Pos-pos pemerintahan yang semakin dipenuhi tentara tidak menutup kemungkinan akan terus bertambah. Ini adalah upaya revitalisasi Orde Baru. Ini adalah penghinaan besar bagi supremasi sipil. Aspirasi rakyat sengaja diabaikan mulai dari proses pembahasan hingga proses pengesahan yang tergesa-gesa dan tidak transparan. Langkah ini tidak hanya menyempitkan ruang sipil, tetapi juga semakin mengurangi kepercayaan sipil kepada pemerintah maupun aparat secara bersamaan. Tersisa 30 hari sebelum UU ini ditandatangani presiden dan resmi diterapkan. Jika presiden benar berpihak kepada rakyat, pilihannya adalah mencabut revisi UU TNI.

  • Operasi Militer Selain Perang (OMSP) 

Lagi, seakan ruang kerja TNI tak cukup pada UU No. 34 tahun 2004, revisi UU ini menambahkan 2 tugas OMSP lain,  yaitu   membantu dalam upaya menanggulangi ancaman pertahanan cyber dan melindungi serta menyelamatkan warga negara serta kepentingan nasional di luar negeri.

Sekali lagi, cyberspace yang seharusnya menjadi medium demokrasi akan disusupi oleh TNI. Padahal selama ini, cyberspace menjadi medium bagi masyarakat indonesia untuk menyampaikan kritik serta komentar tanpa harus takut dihantui bayang-bayang penyusup.
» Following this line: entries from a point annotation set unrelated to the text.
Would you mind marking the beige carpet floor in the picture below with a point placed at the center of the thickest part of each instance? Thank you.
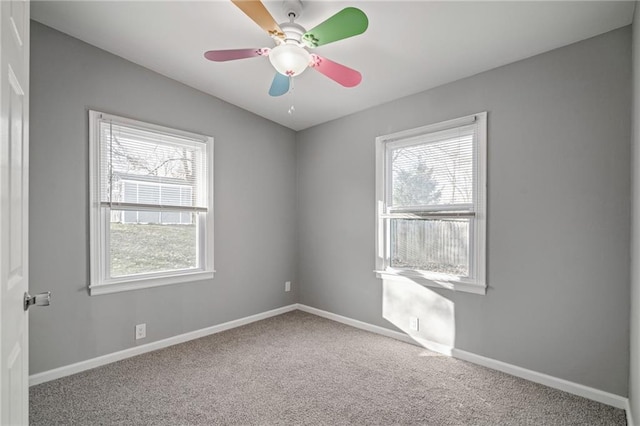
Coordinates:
(300, 369)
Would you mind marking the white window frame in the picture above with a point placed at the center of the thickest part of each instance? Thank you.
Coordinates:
(476, 281)
(100, 215)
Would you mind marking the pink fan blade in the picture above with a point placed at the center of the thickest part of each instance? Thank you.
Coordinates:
(339, 73)
(233, 54)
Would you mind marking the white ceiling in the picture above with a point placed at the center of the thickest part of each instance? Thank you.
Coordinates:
(410, 46)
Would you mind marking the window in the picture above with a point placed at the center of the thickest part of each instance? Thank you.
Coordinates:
(151, 205)
(431, 204)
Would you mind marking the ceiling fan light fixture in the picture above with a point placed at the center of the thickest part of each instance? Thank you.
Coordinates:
(289, 59)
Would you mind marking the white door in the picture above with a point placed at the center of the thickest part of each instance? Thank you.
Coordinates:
(14, 185)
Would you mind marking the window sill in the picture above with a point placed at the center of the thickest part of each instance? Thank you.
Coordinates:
(433, 280)
(147, 282)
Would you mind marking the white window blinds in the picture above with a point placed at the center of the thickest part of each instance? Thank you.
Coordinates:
(167, 170)
(432, 172)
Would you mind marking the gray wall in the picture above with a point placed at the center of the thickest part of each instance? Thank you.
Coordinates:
(558, 214)
(254, 205)
(634, 368)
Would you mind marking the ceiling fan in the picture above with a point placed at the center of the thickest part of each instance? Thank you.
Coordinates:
(290, 56)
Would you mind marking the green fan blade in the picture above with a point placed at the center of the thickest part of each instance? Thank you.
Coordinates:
(347, 23)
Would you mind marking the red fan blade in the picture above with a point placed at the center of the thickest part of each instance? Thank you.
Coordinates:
(339, 73)
(232, 54)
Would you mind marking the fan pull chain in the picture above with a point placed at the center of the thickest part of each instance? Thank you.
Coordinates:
(292, 108)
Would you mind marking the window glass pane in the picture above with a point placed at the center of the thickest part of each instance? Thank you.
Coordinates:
(151, 241)
(153, 161)
(435, 245)
(436, 173)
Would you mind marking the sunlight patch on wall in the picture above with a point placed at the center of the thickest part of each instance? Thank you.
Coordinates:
(424, 315)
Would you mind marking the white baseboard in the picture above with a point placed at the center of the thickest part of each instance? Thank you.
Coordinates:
(545, 379)
(433, 346)
(78, 367)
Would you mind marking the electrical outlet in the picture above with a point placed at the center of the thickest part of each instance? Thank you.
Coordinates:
(141, 331)
(414, 323)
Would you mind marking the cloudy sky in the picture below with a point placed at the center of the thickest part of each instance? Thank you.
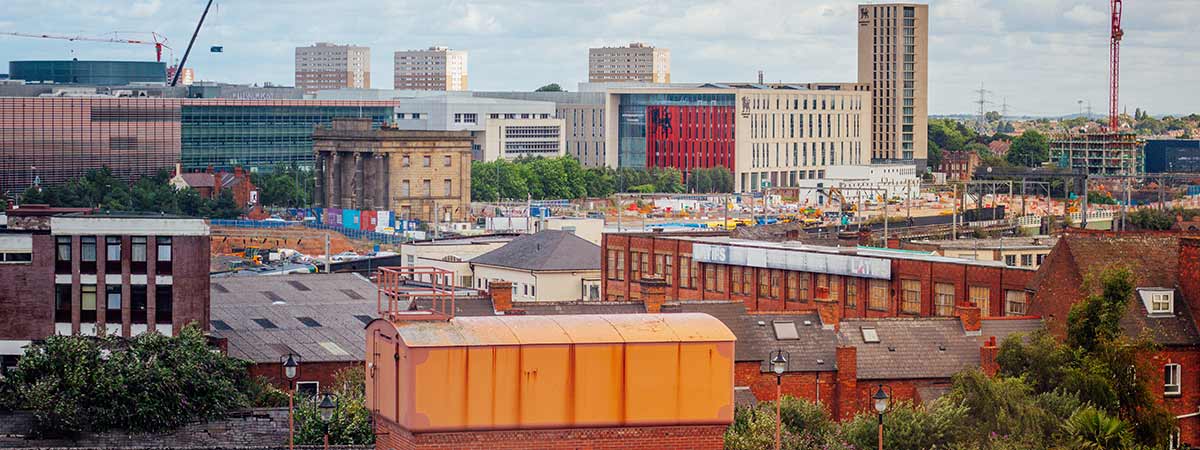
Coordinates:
(1038, 55)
Jika TNI diperbolehkan untuk menyusupi cyberspace, apa ukuran dari ‘ancaman pertahanan siber’? Lebih dari mungkin bahwa TNI akan menyalahhunakan kuasanya atas nama ‘melindungi’ NKRI dari ancaman siber. 

Meski Ketua Panja RUU TNI, Utut Adianto, memastikan tak adanya dwifungsi TNI, isi dari RUU tersebut secara implisit menyatakan sebaliknya. Anggota TNI tidak perlu mengundurkan diri apabila ingin menjabat di kementerian-kementerian strategis. Hal itulah yang merupakan dwifungsi TNI yang sebenar-benarnya. 

Dengan penerapan pengambilan keputusan ala militer yang top-down dan bukan bottom-up seperti apa yang didambakan praktik demokrasi sejati, rakyat tidak lagi menjadi prioritas utama dalam pembuatan kebijakan. Dan kondisi di mana kesejahteraan rakyat tidak lagi dipertimbangkan adalah fasisme. Dwifungsi TNI/ABRI adalah fasisme; rezim Prabowo Subianto adalah fasisme.

Maka dari itu, LPM Retorika FISIP Unair mengutuk segenap anggota DPR RI serta jajaran kementerian yang telah mengesahkan RUU TNI karena inilah titik lahirnya Neo-Orba.